Les aéroports alimentent une imagerie très développée, esthétisante et hypermobile, de la mobilité, associant ces lieux en priorité à la figure iconique de l’homme d’affaires en mouvement. Par contraste, la réalisation et l’utilisation de photographies comme celle-ci montrent toute l’importance des pratiques mobiles autres à l’œuvre dans ces lieux. Par leur insertion dans le mémoire, elles participent d’une démonstration qui opère aussi par l’image, à travers une écriture géographique qui ne se réduit pas à l’écrit.
Réalisée en phase d’observation, cette photographie n’en est pas moins une construction, l’expression d’un regard et d’une intention que traduit la composition de l’image. Le plan moyen et l’angle de vue intermédiaire permettent de visualiser le groupe dans son ensemble, sans isoler un individu en particulier. Le caractère collectif de telles expériences remet en cause la conception strictement individualisante de la mobilité, prépondérante dans les représentations d’acteurs comme dans les enquêtes scientifiques.
Les migrants et leurs mobilités sont marginalisés dans le dispositif spatial aéroportuaire. Conçu par les compagnies aériennes, les gestionnaires d’aéroport ou les opérateurs commerciaux, l’aménagement de l’aéroport privilégie les passagers les plus rémunérateurs. Pourtant les migrants engagés dans des pratiques transnationales sont bien visibles par leur présence même dans les terminaux. La profondeur de champ de la photographie permet de bien la marquer (obliques, ampleur des premier plan et arrière-plan), non dans un angle mort du terminal, mais bien dans la partie la plus centrale du couloir principal du plus grand terminal de Dubaï !
Les signes emblématiques des espaces de consommation (boutiques duty free et restaurants) sont relégués hors-champ : ils sont tout justes perceptibles dans le miroir fragmenté du pilier central. Cette absence souligne que tous les acteurs de la mobilité ne se plient pas aux incitations de consommation et d’usage de ces espaces, toutes importantes qu’elles soient dans le premier espace duty free au monde au regard de son chiffre de ventes. À distance des normes fonctionnalistes de l’aérogare, ces migrants n’investissent pas les sièges prévus pour l’attente, alignés sans vis-à-vis, non conçus pour les pratiques et la culture matérielle de ce collectif d’une trentaine de membres. Alors que l’espace visible sur la photographie est assigné au seul passage, ces migrants le transforment en assise commune.

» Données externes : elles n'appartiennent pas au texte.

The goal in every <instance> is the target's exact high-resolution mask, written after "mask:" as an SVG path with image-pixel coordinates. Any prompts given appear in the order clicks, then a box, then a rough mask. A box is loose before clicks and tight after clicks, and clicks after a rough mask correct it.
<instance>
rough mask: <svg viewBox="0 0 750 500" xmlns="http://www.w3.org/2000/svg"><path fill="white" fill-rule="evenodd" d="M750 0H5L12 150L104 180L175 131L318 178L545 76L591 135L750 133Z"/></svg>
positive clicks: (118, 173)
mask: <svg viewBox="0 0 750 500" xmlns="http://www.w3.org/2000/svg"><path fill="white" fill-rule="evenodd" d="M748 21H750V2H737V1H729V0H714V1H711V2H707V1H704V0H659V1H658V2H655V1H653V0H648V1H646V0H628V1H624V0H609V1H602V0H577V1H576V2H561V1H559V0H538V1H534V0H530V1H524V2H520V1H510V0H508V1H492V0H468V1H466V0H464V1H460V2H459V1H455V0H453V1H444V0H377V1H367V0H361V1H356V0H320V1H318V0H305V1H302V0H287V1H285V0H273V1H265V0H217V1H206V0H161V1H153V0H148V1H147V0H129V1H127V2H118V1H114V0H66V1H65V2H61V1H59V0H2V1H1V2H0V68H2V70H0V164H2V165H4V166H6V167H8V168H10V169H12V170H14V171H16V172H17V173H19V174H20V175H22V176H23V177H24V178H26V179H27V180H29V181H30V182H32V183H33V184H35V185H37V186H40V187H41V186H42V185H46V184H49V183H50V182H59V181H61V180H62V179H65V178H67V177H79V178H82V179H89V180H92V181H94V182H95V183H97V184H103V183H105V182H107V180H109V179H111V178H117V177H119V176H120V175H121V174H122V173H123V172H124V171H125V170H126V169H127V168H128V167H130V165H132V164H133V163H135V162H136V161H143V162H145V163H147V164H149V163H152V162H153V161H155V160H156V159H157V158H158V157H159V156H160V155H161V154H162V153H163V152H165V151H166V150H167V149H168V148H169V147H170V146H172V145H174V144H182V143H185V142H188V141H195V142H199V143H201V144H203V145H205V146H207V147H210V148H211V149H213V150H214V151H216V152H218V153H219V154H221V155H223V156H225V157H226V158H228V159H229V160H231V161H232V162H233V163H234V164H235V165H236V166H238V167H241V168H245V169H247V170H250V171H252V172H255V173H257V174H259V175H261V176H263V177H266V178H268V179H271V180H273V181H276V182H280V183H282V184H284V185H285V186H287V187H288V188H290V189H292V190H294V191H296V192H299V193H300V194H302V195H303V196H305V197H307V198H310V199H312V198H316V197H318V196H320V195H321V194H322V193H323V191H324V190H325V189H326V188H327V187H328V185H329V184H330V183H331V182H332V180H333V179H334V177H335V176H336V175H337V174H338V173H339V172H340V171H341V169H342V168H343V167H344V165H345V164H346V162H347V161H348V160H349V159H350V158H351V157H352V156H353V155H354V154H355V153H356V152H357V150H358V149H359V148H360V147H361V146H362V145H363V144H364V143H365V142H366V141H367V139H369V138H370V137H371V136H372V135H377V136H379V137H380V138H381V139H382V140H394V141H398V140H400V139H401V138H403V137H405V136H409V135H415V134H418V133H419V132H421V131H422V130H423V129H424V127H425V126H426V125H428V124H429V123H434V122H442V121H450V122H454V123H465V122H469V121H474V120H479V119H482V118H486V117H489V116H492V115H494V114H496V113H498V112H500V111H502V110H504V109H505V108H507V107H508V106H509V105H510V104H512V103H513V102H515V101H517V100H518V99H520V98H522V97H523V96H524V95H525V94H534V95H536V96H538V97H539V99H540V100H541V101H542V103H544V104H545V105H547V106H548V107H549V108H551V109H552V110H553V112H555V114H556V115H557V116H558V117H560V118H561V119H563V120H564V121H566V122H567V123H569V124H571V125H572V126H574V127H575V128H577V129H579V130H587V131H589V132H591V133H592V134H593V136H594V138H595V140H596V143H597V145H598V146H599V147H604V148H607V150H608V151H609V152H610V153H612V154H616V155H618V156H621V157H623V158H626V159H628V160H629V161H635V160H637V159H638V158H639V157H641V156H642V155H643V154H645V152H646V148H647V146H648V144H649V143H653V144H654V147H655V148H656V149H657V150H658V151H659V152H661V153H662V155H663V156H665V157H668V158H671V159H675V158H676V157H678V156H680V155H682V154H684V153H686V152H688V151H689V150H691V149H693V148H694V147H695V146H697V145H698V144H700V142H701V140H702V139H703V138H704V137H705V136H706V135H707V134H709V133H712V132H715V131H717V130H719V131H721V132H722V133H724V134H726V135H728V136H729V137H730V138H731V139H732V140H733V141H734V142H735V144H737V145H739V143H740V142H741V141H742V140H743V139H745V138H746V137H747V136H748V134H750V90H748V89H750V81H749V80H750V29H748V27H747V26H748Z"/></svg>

La légère contre-plongée du cadrage de la photographie reflète ainsi le décalage de leur position par rapport à celle du passager les découvrant.
Dans ce terminal, les matériaux lisses prédominent (verre, métal, marbre). Leur entretien soigné joue sur la transparence et les reflets de l’éclairage. Associé à des codes hygiénistes, il tranche sur l’appropriation de l’espace par les migrants, à même le sol, sandales dévêtues, en position assise ou allongée, non sans aisance. De telles pratiques heurtent les attentes des opérateurs aéroportuaires comme de nombreux passagers, mais n’en font pas moins partie des usages ordinaires et quotidiens de ces espaces ouverts aux publics. Les migrants y déploient de multiples activités : discussion à plusieurs, repos, observation du passage, mais aussi connexion avec des acteurs et des lieux distants par l’utilisation de téléphones portables.

Pourquoi avoir choisi une telle image?

J’ai choisi cette photographie afin de montrer que les lieux de pouvoir de la mobilité mondialisée sont aussi les révélateurs de l’autonomie d’acteurs migrants engagés dans des pratiques transnationales, habitant la mobilité hors des pratiques dominantes. Seul un travail de terrain appuyé sur la constitution et l’interprétation de telles images, croisé avec d’autres matériaux, me semble à même de saisir des mondes et des expériences de mobilité beaucoup plus hétérogènes que ne le laissent penser leurs images les plus diffusées.